Step 1: Sketch a figure representing the given line perpendicular to the disc and list the parameters of the given disc.

In the above figure, C represents the centre of the disc. AB is the line perpendicular to the disc at a distance $d$ from the centre. OP represents the axis passing through the centre of the disc and is perpendicular to the disc.
The radius of the disc is denoted by $r$ .
Let $k$ be the radius of gyration of the uniform disc. It is given that the radius of gyration about the axis AB equals the radius of the disc ie., $k = r$ .
Let $m$ be the mass of the disc.
The moment of inertia about the axis OP which is perpendicular to the disc and passing through the centre is known to be ${I_{OP}} = \dfrac{{m{r^2}}}{2}$ -------- (1)
Step 2: Express the moment of inertia of the disc about the axis AB using the parallel axis theorem.
The moment of inertia of the disc about the axis AB is usually expressed in terms of the radius of gyration as ${I_{AB}} = m{k^2}$
Since $k = r$ , we have ${I_{AB}} = m{r^2}$ --------- (2)

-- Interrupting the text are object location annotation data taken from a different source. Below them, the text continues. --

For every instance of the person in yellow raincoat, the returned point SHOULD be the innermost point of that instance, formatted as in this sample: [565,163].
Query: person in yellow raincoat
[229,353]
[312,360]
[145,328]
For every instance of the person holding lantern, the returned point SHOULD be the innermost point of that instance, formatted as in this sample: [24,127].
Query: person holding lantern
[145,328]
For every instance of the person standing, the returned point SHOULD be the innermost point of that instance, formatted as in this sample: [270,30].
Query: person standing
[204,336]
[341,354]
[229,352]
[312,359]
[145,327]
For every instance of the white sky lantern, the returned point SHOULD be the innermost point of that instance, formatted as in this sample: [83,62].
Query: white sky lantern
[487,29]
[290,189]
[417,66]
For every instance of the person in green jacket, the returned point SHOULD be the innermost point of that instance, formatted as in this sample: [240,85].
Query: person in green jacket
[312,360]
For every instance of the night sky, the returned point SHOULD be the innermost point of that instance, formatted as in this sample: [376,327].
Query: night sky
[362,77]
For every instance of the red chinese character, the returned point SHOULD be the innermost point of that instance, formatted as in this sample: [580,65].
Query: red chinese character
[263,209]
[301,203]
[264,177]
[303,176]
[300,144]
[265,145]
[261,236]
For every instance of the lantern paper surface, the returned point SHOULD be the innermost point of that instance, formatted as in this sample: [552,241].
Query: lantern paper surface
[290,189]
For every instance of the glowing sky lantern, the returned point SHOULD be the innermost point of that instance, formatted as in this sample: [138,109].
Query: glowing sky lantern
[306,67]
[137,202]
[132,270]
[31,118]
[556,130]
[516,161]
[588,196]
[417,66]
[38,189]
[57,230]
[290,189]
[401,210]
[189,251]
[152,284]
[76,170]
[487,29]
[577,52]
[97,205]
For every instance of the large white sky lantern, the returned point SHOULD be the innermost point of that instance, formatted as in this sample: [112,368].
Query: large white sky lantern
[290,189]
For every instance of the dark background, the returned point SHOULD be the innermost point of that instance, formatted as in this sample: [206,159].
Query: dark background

We can also express the moment of inertia about AB based on the parallel axis theorem as ${I_{AB}} = {I_{OP}} + m{d^2}$ ---------- (3)
Substituting equations (1) and (2) in (3) we get, $m{r^2} = \dfrac{{m{r^2}}}{2} + m{d^2}$
$\Rightarrow \dfrac{{m{r^2}}}{2} = m{d^2}$
Cancelling $m$ on both sides of the above expression and rearranging we get, ${d^2} = \dfrac{{{r^2}}}{2}$
$\Rightarrow d = \dfrac{r}{{\sqrt 2 }}$
Thus the distance from the centre to the axis AB is $d = \dfrac{r}{{\sqrt 2 }}$ .

Note:The radius of gyration is a geometric property of a body. It also depends on the position and configuration of the axis of rotation of the body. The centre of mass of the body is independent of the axis of rotation and it is fixed as the body rotates. However, the radius of gyration will change in response to the variations in the axis of rotation.